I have sat down to write this post no fewer than six times over the past three months. Each time, after having written three or four paragraphs, I’ve stopped to look back over what I’ve said, muttered “fuck it” in frustration, then deleted it all. Afterward, I probably closed my laptop in a huff and, finally, returned to whatever it was I was doing before I felt compelled to sit down and start writing in the first place. Part of the reason why is due to the difficulty of describing exactly how I feel at the moment. The feelings themselves aren’t beyond comprehension, but finding words to describe them in the English language is challenging. There are times when it becomes frustratingly clear that the range of human emotion is far deeper and broader than is the pool of words with which we can express them and this has been one of those occasions when I’m vexed by some of the many holes in language.

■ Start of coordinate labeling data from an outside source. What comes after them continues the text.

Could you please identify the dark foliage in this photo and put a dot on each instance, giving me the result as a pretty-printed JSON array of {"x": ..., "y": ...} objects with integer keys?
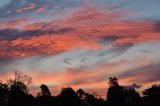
[{"x": 15, "y": 94}]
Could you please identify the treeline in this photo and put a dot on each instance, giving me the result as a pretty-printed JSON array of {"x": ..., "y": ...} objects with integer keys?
[{"x": 15, "y": 93}]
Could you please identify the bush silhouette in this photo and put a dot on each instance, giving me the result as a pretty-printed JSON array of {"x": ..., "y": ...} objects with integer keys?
[{"x": 15, "y": 93}]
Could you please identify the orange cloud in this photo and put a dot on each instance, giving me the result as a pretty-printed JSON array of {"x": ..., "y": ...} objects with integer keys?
[
  {"x": 89, "y": 25},
  {"x": 12, "y": 24},
  {"x": 30, "y": 7},
  {"x": 41, "y": 9}
]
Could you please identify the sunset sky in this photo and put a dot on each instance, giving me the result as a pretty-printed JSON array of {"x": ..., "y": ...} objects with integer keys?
[{"x": 81, "y": 43}]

My biggest hope is that something approximating how I feel will emerge from the words I write here.
I had my first crush when I was eight years old. And, by “first crush,” I mean my “first gay crush.” I suppose one could say that there had been others. I still remember the first day of pre-Kindergarten when I marched right up to the prettiest little girl in class and gave her a huge kiss, right on the lips. I’d most likely seen a movie recently–probably one of those romantic films from the 50s and 60s my mother liked to watch where kissing scenes stood in for bedroom scenes–and had felt it would be cool (in the way that four-year-olds do) to emulate what I’d seen. It is, therefore, entirely accurate for me to say I kissed a girl and I did, in a sense, like it. The teacher had seen the impending-PDA coming seconds before it happened and, though she hastily yelled for us to stop, she was too late–llips had locked. I had a rebellious streak even when I was four and took great pleasure in her scolding me afterward but having no ability to change what had happened: I’d won, and nana nana boo boo.

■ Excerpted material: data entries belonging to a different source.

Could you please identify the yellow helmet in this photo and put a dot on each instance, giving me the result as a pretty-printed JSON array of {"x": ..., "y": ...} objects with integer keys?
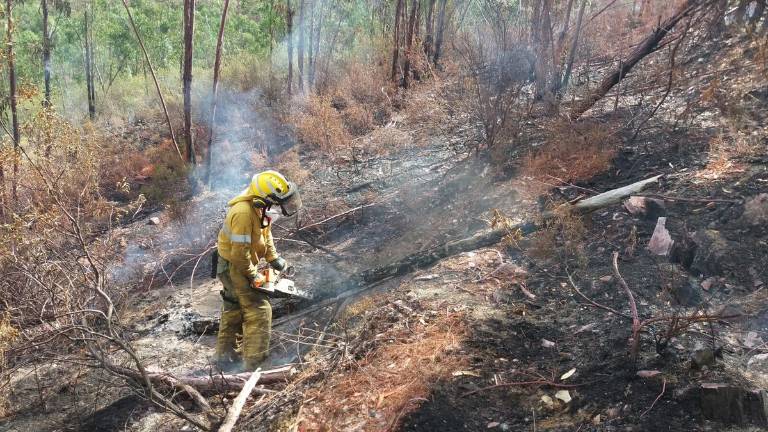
[{"x": 272, "y": 188}]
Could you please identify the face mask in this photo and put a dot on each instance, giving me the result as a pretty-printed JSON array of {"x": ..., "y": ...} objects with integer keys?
[{"x": 275, "y": 214}]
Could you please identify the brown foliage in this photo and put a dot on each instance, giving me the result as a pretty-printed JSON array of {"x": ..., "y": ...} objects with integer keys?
[
  {"x": 572, "y": 152},
  {"x": 389, "y": 382}
]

Before I get to the point, I spent greater than half my life up to this point more or less hiding and simultaneously wrestling with a very major component of what makes me who I am. It’s neither the single biggest nor the foremost component, true, but to pretend it’s not firmly in the top ten at least would, in my view, be to continue being dishonest, both to myself and to the people I love. With that in mind, my frequent discussion of the topic of late is hopefully a bit more understandable. Also, compared to the challenges one faces after the fact, coming out is the easy part. Anyone can publish an online letter or use social media to announce their previously hidden sexuality, but the real question for those who do is, “Are you prepared to handle what comes next?” It’s important to answer that question honestly, otherwise a man might very quickly find himself in a situation he’s not quite ready to tackle.